That is not to undermine the positives that edtech can provide if we use it to enhance the roles of teachers. Edtech can certainly improve two critical aspects of education: access and assessment. Schools in rural areas often struggle to retain staff. Students can be hindered in their educational journeys simply because top schools are too far away. Edtech can provide these students access to resources that help to level the academic playing field and allow them to reach their potential. This is edtech providing access, not education.

The sad truth is that the fascinating benefits of edtech are not what is being championed by schools. In reality, the most appealing aspects to schools are its potential to cut costs and help staff meet compliance regulations. For instance, teachers often have to draw up complex Individualised Education Plans (IEPs), which are particularly important for students with special needs. Technology can help teachers make real-time adjustments to these and assist them in data collection, which saves them from time-consuming monitoring. This is understandable, and if we can save teachers time so that they can spend more lesson time with students, then this is a huge positive. But efficiency should not be the driving force behind edtech; it must instead be effectiveness. We cannot introduce edtech in the name of cost-cutting and time-saving – it must all be for the benefit of the student.

The dystopian notion of replacing teachers with edtech also implies a future where remote learning is the norm. Again, this idea betrays a failure to step outside of the grading system and see the bigger educational picture. Schools provide a safe haven for many vulnerable students and present a key channel through which child abuse and neglect are reported. Many fear that incident rates were still just as high, but fewer could come forward due to the loss of the school. Schools also provide necessary nutrition to students who would not otherwise afford it.

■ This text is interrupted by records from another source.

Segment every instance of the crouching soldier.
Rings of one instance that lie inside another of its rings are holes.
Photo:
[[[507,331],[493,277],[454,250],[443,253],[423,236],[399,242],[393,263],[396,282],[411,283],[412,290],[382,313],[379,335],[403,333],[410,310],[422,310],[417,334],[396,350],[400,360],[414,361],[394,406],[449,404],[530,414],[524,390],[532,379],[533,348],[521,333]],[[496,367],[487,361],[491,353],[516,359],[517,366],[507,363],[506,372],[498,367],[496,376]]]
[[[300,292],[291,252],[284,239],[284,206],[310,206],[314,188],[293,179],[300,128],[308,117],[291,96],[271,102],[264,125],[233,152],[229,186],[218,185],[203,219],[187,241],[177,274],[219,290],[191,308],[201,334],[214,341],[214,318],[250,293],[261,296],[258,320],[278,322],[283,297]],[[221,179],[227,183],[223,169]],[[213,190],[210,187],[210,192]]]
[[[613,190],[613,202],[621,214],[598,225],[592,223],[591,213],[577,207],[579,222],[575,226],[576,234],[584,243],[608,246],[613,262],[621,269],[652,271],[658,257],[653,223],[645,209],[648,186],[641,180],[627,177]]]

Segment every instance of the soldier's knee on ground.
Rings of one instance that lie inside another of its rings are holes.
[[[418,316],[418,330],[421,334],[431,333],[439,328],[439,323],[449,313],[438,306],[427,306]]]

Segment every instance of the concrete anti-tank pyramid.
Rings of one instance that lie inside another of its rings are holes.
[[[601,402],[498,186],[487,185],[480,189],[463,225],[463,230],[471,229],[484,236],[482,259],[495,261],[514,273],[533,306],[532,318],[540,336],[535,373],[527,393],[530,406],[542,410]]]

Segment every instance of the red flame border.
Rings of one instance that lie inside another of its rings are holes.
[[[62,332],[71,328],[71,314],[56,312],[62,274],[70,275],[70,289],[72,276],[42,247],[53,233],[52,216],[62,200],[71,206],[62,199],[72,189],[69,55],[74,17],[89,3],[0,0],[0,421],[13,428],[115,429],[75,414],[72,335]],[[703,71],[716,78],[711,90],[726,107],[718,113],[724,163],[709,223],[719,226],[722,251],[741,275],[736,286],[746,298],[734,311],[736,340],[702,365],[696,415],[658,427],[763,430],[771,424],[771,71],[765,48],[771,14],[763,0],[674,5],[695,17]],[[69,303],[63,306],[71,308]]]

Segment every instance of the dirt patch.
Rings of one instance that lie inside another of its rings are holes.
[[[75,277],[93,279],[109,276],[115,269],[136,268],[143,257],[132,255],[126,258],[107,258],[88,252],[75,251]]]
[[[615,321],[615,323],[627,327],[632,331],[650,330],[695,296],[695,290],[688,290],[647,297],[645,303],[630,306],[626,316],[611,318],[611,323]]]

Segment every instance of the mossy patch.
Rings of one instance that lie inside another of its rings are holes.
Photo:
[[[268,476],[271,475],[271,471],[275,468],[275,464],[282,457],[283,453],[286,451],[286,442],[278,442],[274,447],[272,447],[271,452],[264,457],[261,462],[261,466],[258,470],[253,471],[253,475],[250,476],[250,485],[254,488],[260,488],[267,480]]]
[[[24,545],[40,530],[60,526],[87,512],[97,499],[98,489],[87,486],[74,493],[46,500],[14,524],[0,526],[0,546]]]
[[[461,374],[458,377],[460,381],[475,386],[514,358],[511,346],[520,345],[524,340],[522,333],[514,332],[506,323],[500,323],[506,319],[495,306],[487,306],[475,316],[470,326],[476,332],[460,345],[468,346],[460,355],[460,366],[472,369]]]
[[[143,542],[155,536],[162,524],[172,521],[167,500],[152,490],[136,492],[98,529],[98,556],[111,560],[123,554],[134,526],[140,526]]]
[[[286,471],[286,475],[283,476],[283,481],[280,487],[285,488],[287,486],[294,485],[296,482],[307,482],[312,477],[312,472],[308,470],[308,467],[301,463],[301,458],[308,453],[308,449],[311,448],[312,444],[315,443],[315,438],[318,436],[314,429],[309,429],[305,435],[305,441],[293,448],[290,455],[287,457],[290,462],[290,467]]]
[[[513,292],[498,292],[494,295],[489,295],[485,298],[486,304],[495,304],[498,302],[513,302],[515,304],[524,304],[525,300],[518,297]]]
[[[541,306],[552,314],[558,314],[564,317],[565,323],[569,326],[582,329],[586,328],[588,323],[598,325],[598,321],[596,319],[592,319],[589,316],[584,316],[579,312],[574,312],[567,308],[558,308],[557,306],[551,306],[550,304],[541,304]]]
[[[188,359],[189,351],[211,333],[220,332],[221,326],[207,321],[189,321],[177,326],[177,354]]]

Edtech will be a hugely positive development for education – but only if we use it in tandem with in-person teaching. Shifting all learning online will only exacerbate society's unhealthy obsession with grades and academic figures, and narcissism associated with that. Creating an intellectually stimulating environment is only possible with teachers, peers and the wider school community.

Education should not be confined to our new-build secondary school walls. It should be a lifelong voyage. Our route should be guided by the winds of curiosity, not by the exams and grades that lurk on the horizon.